I’m thinking about this for two reasons. One is the election we’ve all already thought too much about–but at the same time can’t safely stop thinking about, like, the second I wanted to stop thinking about it Trump named Steve Bannon chief strategist. As a person who regularly reads Slate Star Codex + a smug liberal I was used to thinking of the Breitbart people as ideological enemies of about the same calibre as 4channers, so this is almost more surreal than the presidency. Facebook fake news and blatant untruths in the far-right media were the subject of a lot of journalism leading up to the election. Leftists like to think we read the true media, but how much can we really pat ourselves on the back? We can think: I hear and believe things that are also heard and believed by NPR. But what are my reasons for believing NPR is a good source, and are those reasons any different or any more objectively rational than the reasons of somebody who trusted a Facebook news item about how Hillary went in as a commando to kill American personnel in Benghazi with nothing but a combat knife and a can of hairspray?

The other reason is that I’ve been reading about Yoruba epistemology in Knowledge, Belief and Witchcraft by Hallen and Sodipo. It so happens this is actually my first introduction to formal epistemological philosophy outside a semantics classroom, so I’m sure to some extent the stuff I’m astonished by is old hat–the Quine chapter completely blew my mind right out of the gate and there’s another blog post to be written about that. The writers complicate the traditional translations of mo (translated as “knowing”) and gbagbo (translated as “believing”). Mo ideally is seeing with one’s eyes. Gbagbo they translate as agreeing to accept what you have heard. And of course there are many other languages where the speaker marks propositions to tell the hearer how they came by the information–hearsay, seeing with your own eyes, inferring from context, heard it on Facebook.

Once in an anthropology intro class my TA tried to explain the point of view of some Indigenous opposition to the Land Bridge Theory: “There’s different ways of knowing than just the scientific one.” The snide white jokester she was talking to was like “You mean the truth?” I believe in the scientific project and in objective knowledge but, I mean, come on. That guy doesn’t mo that people moved from Siberia to America tens of thousands of years ago, he just gbagbos it. (From what I’ve read, I gbagbo it too, but what the hell, I wasn’t there.) Just accepting what you were taught by one person as opposed to what you would have been taught by a different person if you had been born in 1200 in a Kwakwaka’wakw settlement doesn’t necessarily make your thing true and their thing fake.
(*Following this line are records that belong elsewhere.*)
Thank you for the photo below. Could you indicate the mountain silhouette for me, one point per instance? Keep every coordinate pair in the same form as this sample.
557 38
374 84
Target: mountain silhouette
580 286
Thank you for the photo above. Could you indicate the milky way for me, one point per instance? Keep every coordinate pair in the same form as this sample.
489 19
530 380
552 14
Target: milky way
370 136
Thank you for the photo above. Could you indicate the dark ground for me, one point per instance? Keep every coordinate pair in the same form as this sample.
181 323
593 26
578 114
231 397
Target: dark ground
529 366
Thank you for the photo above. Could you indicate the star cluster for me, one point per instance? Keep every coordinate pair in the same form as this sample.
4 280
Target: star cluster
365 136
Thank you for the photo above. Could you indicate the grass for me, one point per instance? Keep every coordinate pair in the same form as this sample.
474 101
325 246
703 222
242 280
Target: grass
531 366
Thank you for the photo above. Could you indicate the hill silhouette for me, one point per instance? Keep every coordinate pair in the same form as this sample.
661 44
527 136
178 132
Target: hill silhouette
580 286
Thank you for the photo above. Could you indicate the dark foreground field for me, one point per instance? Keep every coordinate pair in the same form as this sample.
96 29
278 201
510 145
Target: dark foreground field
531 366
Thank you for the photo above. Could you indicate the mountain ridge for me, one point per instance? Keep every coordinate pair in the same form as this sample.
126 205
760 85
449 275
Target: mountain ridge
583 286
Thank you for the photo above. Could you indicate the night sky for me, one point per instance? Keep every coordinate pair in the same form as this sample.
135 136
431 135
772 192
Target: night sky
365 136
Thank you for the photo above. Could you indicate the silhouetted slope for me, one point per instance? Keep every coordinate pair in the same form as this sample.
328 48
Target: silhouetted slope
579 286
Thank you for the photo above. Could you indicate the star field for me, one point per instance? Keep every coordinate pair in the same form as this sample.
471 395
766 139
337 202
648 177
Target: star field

Believing this seems to be the root of a lot of unnecessary smugness–yeah, yeah, including my liberal smugness. Either way you’re just accepting what you hear unless you’re willing to start digging much deeper, and digging deep on everything you hear isn’t really feasible. (Or is it? Note to self: Run an epistemology project for a year where I fact-check everything I hear, ???, profit.)

At the same time, it’s hard to dislodge your ego and take material seriously that contradicts your ideology. You have to kind of virtualize your belief set and run their OS alongside yours so you can safely delete it when you want to go back to normal. And I don’t think I’d want it any other way–I don’t want to internalize material I believe to be false–but are my reasons for not wanting that even valid? How would I know if my belief was false and the OS I installed just to try out a few programs was true?

I feel glumly Sapir-Whorf about the idea that maybe languages with evidential markers encourage their speakers to avoid categorizing material we hear in the same bin as material we experienced firsthand. That’s definitely a topic for further research, though, not a real theory. Don’t quote me. Definitely don’t think of that as something you know.